Beneath three glass bell jars, in a locked vault in the basement of a highly secure facility outside Paris, sits the world’s most important kilogram.
Ever since 1889, when the General Conference on Weights and Measures (CGPM) made the imperious pronouncement, “this prototype shall henceforth be considered to be the unit of mass,” this platinum and iridium cylinder has served as the standard by which all other kilograms are measured, from the weights on a high-tech lab scale to the plastic discs high schoolers use in chemistry class. It’s known as “le Grand K,” and it’s afforded the security and scrutiny befitting such a fancy title. Even the researchers who work with it can’t touch it, lest their fingertips wipe away atoms or leave residue on the gleaming surface. The vault containing the cylinder can only be opened by gathering three custodians carrying three different keys, and that’s happened fewer than a dozen times in the kilogram’s 127-year history.
Yet, despite all those precautions, “le Grand K” is getting slightly less grand. It seems to be shrinking — or at least, sister cylinders that used to be exactly its weight are now slightly heftier — and scientists don’t know why. Perhaps microscopic bits of metal were wiped away during washing, or perhaps Le Grand K has stayed the same and all those other objects have gotten heavier. Or perhaps that’s just the price of being a part of the physical world; nothing, not even “le Grand K,” can exist unchanged.
Which is fine for philosophers, but not for scientists.
“This is simply not a satisfactory situation,” Terry Quinn, director emeritus of the International Bureau of Weights and Measures, told Wired in 2011. “You have an object made with the technology of the 19th century upon which a very large proportion of modern measurements are based — not just mass, but electrical measurements and measurements of force and heat and light.”
So in 2014, at the quadrennial General Conference on Weights and Measures (yep, that’s a thing), the scientific community resolved to redefine the kilogram based on Planck’s constant, a value from quantum mechanics that describes the packets energy comes in. If physicists could get a good enough measure of Planck’s constant, the committee would calculate a kilogram from that value.
On June 30, the day before the deadline to submit a value to the weights and measures committee, the team at NIST was finally ready to release its result. Based on 16 months’ worth of measurements, it calculated Planck’s constant to be 6.626069934 x 10−34 kg∙m2/s.
Don’t be alarmed by this small, strange number. The most important thing about the NIST measurement isn’t so much the number (though that’s also a big deal) as the uncertainty: just 13 parts per billion. This means that the NIST scientists think their measurement of Planck’s constant is within 0.0000013 percent of the correct number.
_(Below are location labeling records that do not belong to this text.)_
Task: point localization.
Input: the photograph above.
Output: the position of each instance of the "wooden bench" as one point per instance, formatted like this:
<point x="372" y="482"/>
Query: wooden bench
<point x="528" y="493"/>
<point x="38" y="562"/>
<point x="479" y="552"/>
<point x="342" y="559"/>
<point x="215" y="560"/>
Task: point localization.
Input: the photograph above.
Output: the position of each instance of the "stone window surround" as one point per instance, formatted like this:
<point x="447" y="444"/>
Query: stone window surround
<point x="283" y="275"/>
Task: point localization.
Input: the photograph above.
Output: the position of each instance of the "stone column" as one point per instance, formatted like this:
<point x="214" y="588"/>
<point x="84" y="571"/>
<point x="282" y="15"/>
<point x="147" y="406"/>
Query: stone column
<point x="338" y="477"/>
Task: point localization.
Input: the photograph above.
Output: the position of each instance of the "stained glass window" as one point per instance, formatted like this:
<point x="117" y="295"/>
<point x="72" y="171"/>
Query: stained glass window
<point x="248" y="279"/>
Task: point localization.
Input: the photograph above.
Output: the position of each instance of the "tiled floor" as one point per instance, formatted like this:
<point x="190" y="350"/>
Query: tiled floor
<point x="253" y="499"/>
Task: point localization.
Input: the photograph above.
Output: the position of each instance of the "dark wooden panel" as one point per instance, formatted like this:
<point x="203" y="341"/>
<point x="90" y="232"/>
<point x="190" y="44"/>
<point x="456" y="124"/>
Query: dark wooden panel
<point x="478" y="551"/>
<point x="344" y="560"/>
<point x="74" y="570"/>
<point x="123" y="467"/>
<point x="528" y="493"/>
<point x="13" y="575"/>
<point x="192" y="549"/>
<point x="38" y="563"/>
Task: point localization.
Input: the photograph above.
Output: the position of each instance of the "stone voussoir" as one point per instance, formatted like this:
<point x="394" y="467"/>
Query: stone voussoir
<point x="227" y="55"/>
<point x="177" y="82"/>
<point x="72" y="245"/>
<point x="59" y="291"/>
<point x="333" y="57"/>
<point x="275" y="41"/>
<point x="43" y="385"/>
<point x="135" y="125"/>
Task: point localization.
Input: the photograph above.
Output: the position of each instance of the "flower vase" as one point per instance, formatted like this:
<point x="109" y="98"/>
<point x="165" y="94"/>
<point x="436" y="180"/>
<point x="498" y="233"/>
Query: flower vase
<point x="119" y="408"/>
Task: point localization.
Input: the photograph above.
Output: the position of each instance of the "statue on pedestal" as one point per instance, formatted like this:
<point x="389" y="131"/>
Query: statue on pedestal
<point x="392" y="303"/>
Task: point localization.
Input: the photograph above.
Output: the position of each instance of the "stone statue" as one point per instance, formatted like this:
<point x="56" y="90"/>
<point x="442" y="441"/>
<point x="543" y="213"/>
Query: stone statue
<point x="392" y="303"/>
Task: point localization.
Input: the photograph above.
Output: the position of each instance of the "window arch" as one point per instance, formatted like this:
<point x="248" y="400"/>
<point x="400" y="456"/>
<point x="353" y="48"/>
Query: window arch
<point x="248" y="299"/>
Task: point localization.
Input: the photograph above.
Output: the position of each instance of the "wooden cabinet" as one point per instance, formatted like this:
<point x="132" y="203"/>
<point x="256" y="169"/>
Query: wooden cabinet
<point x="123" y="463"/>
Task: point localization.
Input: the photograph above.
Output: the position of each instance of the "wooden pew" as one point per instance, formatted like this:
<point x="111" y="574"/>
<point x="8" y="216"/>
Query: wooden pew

When the International Committee for Weights and Measures announced that it would reconsider the kilogram definition, it said it would require three measurements with uncertainties below 50 parts per billion, and one below 20 ppb. But with the new NIST measurement, the world now has at least three experiments below 20 ppb — another was conducted by a Canadian team using a Kibble balance, the third by an international group that calculates the Planck constant based on the number of atoms in a sphere of pure silicon.
The weights and measures committee will meet this month to establish a global value for Planck’s constant by averaging the values calculated at NIST and other labs. And in 2018, at the next General Conference on Weights and Measures, the scientific community will draft a resolution to redefine kilogram based on this constant.